Operation Sana and Operation Southern Move established the 51%–49% distribution of territory controlled by the ARBiH and HVO on the one hand and the VRS on the other, as envisaged in plans put forward by the Contact Group. The ARBiH, HVO and HV ultimately consented to the maintenance of the ceasefire of 12 October. According to British historian Marko Attila Hoare, their acquiescence was secured following massive diplomatic pressure from the West, and the alleged threat of US airstrikes against the ARBiH if it breached the ceasefire. The Bosnian War ended with the acceptance of the Dayton Agreement by all sides in November 1995.

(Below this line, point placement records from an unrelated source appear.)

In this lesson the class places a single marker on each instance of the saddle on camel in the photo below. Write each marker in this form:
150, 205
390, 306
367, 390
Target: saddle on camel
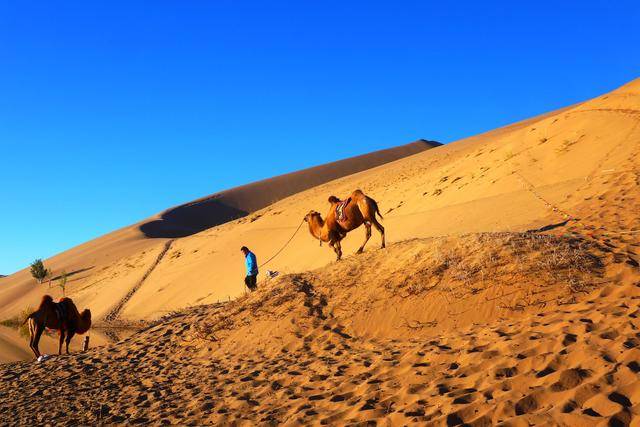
62, 316
344, 216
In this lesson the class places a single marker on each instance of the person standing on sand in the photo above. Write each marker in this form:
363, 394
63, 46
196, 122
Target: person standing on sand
252, 269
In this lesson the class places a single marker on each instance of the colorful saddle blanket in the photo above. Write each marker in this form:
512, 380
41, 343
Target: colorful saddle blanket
340, 214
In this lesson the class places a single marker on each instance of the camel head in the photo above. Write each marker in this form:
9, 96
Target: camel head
312, 214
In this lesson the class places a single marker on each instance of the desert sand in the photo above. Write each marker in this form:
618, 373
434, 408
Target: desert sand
509, 293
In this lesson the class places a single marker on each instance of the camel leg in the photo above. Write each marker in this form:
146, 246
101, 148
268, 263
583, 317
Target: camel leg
36, 339
367, 226
70, 335
380, 228
32, 337
61, 341
337, 248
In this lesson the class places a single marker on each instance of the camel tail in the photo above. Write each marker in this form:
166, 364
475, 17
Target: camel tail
375, 204
27, 318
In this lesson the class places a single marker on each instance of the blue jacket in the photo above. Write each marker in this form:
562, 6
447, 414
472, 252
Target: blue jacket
251, 263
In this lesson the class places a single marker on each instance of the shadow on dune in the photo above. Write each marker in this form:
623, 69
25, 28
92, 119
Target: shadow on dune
210, 211
190, 219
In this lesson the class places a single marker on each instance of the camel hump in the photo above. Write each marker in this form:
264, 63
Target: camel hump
46, 300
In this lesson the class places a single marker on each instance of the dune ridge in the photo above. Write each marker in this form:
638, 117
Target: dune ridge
509, 294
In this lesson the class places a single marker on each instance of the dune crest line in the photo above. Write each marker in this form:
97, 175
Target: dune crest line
115, 312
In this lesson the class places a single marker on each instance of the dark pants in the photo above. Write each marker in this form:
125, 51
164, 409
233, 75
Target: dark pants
251, 281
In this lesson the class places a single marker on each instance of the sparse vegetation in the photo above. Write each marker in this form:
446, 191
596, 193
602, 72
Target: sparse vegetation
62, 282
38, 270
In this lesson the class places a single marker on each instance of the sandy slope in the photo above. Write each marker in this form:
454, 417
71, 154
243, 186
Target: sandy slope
104, 271
463, 318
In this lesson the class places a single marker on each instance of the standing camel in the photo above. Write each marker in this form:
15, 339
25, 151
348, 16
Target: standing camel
63, 316
343, 217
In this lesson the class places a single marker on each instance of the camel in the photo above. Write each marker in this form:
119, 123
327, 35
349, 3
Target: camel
358, 209
63, 316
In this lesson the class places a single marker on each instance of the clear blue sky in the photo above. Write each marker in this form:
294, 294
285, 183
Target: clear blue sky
112, 111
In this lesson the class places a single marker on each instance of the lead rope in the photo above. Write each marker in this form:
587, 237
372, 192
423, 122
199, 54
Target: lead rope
284, 246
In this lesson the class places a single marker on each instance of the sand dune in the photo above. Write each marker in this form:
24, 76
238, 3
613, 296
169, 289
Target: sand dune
219, 208
103, 272
509, 293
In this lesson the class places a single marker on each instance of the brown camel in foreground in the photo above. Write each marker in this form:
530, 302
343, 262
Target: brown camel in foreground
62, 316
356, 210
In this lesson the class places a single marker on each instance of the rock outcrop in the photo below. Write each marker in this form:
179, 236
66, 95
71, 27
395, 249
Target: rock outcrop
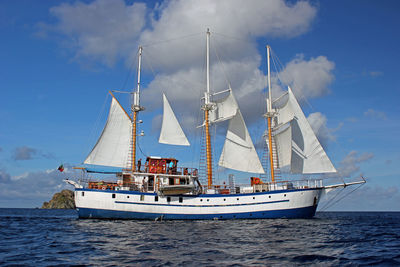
62, 200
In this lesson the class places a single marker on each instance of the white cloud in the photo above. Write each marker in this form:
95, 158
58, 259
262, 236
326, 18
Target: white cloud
24, 153
350, 165
375, 114
32, 188
309, 78
242, 19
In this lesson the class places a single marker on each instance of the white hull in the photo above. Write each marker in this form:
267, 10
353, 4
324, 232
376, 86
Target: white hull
109, 204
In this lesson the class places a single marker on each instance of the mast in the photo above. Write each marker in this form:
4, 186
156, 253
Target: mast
269, 116
135, 110
207, 107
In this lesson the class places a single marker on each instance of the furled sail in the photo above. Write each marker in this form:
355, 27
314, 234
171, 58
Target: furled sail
297, 143
224, 109
171, 131
112, 148
239, 152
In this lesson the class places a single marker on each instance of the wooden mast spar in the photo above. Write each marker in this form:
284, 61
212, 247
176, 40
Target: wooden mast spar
207, 107
269, 116
135, 110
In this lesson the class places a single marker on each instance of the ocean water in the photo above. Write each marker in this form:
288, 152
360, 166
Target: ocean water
37, 237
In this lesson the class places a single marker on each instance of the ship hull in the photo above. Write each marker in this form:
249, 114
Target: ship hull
107, 204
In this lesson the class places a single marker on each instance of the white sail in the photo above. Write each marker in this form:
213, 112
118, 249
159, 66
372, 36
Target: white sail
283, 144
112, 148
306, 153
224, 109
171, 131
239, 152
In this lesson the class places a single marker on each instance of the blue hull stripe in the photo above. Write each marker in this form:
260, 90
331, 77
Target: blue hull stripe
201, 195
307, 212
224, 205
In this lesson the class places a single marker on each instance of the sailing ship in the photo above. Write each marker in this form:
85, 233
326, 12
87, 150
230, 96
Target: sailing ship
161, 189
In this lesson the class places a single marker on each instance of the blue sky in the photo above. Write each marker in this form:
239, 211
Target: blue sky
59, 59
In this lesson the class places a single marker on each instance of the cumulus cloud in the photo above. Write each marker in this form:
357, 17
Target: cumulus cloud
106, 31
4, 177
350, 165
24, 153
32, 188
311, 78
102, 31
375, 114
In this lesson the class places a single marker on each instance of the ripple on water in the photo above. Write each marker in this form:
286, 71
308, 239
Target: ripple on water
42, 237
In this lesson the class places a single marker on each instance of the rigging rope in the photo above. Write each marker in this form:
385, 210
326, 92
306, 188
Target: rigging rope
326, 206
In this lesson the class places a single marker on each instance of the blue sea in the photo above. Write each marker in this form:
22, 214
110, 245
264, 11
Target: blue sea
37, 237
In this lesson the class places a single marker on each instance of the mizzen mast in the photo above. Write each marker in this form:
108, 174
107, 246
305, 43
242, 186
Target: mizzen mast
207, 107
269, 116
135, 107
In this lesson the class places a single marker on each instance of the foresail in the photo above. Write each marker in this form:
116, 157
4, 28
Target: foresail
283, 143
239, 152
307, 155
171, 131
112, 148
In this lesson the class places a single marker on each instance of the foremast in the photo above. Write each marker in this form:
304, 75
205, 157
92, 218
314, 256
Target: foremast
269, 115
207, 107
136, 108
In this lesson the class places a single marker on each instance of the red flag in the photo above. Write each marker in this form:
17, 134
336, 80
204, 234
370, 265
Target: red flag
61, 168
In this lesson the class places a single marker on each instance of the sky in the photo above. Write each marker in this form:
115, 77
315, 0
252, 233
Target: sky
59, 59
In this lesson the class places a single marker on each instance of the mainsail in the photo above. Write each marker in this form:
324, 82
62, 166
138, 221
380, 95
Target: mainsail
171, 131
112, 148
296, 143
238, 152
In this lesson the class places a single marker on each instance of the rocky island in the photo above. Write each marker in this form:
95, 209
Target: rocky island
61, 200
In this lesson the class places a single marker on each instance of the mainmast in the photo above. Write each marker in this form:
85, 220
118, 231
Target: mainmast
207, 107
135, 110
269, 116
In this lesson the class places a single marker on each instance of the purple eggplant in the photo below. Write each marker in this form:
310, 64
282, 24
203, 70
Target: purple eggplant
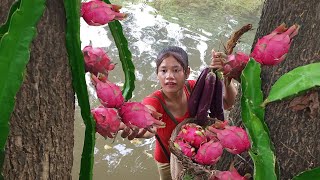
216, 107
197, 91
206, 98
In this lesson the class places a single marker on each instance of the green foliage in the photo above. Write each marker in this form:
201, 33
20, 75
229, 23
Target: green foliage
308, 175
252, 114
4, 27
14, 56
125, 57
294, 82
76, 61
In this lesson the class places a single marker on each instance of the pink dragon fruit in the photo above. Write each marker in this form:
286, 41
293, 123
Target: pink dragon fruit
234, 65
228, 175
193, 134
107, 121
136, 114
234, 139
97, 12
273, 48
108, 93
209, 153
97, 61
185, 147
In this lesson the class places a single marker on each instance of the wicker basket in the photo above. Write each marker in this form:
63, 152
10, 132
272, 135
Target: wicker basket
181, 165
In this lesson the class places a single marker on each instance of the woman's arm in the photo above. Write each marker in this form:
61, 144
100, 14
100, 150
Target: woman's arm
230, 91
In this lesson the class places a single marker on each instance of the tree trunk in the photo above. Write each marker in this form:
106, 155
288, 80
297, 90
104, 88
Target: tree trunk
295, 134
40, 144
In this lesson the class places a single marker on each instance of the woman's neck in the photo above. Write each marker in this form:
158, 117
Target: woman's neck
173, 97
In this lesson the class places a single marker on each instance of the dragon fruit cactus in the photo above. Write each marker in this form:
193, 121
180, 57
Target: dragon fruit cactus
107, 121
193, 134
234, 65
209, 153
136, 114
273, 48
185, 147
97, 12
234, 139
228, 175
97, 61
108, 93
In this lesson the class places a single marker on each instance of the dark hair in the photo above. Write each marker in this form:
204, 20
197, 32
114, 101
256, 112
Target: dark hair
178, 53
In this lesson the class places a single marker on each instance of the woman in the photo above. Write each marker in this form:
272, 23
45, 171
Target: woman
172, 72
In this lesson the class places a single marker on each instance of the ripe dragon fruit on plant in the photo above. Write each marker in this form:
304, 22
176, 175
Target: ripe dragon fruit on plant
136, 114
97, 61
273, 48
234, 139
97, 12
108, 93
185, 147
209, 153
228, 175
107, 121
193, 134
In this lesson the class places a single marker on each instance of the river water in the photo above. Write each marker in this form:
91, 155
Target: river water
197, 27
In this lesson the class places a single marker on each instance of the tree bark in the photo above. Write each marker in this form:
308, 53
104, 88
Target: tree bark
40, 143
295, 134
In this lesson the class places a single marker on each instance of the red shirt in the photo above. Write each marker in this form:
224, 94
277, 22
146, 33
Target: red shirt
165, 133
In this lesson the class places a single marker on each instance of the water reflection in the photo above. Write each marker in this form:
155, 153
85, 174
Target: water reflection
148, 30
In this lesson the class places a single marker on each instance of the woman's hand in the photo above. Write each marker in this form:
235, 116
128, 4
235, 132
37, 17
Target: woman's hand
218, 60
135, 132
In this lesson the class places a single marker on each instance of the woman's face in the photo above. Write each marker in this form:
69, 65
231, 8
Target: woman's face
171, 75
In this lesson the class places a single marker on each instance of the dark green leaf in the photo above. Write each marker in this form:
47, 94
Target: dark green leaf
308, 175
125, 57
76, 61
292, 83
14, 56
252, 115
251, 87
4, 27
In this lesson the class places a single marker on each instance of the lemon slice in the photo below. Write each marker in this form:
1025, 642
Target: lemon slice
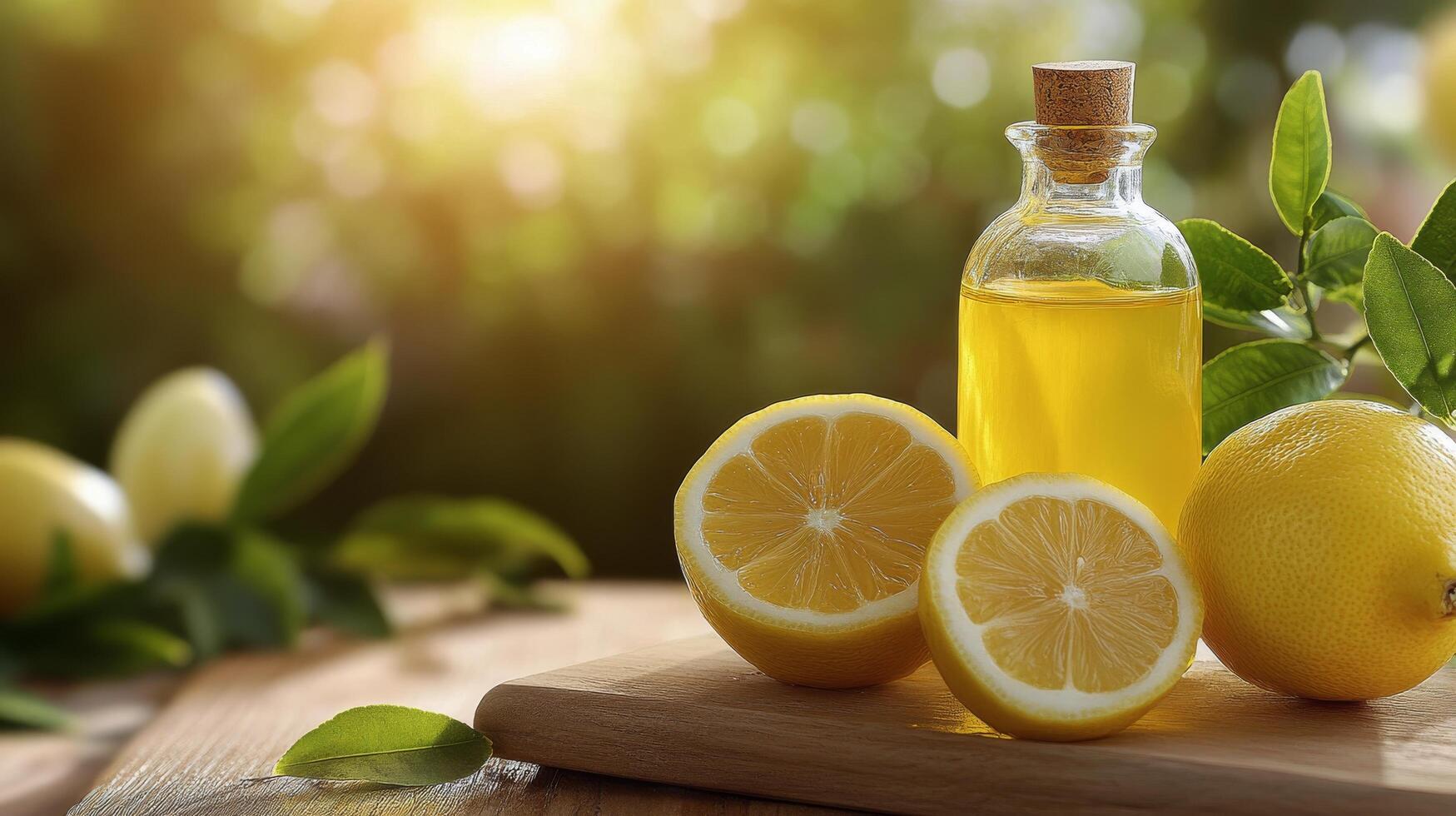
803, 530
1056, 606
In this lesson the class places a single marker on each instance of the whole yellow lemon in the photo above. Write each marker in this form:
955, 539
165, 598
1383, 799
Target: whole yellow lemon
1324, 538
182, 450
44, 493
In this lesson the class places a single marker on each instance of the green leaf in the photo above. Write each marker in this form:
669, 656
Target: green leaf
348, 604
388, 744
25, 710
1370, 398
315, 433
1334, 206
1275, 322
1299, 163
108, 647
1436, 239
1409, 308
1259, 378
1335, 254
1234, 274
60, 567
266, 600
425, 536
231, 588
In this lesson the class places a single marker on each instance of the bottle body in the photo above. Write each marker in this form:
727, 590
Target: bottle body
1081, 337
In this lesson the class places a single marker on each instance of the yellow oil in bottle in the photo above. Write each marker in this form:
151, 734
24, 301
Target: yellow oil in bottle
1079, 376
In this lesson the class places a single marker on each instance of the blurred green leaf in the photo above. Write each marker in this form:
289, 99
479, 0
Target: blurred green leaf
1259, 378
231, 588
388, 744
348, 604
266, 600
25, 710
1411, 312
315, 433
60, 567
1235, 274
1335, 254
1331, 206
108, 647
1283, 322
1299, 163
1436, 239
418, 538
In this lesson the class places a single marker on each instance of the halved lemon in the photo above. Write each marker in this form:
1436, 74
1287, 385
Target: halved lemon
801, 534
1057, 606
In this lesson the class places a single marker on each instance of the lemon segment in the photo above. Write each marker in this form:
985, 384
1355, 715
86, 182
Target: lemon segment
1056, 606
801, 534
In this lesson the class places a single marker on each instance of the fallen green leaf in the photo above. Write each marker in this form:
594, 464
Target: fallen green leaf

The offensive resulted in 178 dead, 588 wounded and 41 captured ARBiH troops. Bosnian Serb losses were 900 killed and more than 1,000 wounded. In September and October, 6,500 Bosniak and Croat civilians living in the area of Banja Luka or Prijedor were expelled from their homes by Bosnian Serb forces. Changes of control of territory also allowed access to two mass graves near Sanski Most, believed to contain the bodies of 300 civilians killed by Bosnian Serb forces in April 1992.

Operation Sana, along with the near-concurrent Operation Mistral 2, created a large number of Serb refugees from the areas previously controlled by the VRS. Bosnian Serb sources document approximately 40,000 refugees in September 1995, encompassing the entire contemporary Bosnian Serb populations of the towns of Jajce, Šipovo, Mrkonjić Grad and Donji Vakuf having fled or been evacuated. At the time, the UN spokesman in Sarajevo estimated the number of refugees at 20,000. Fighting in October caused a further 30,000–40,000 refugees to flee Sanski Most and another 10,000 to flee Mrkonjić Grad and its surroundings.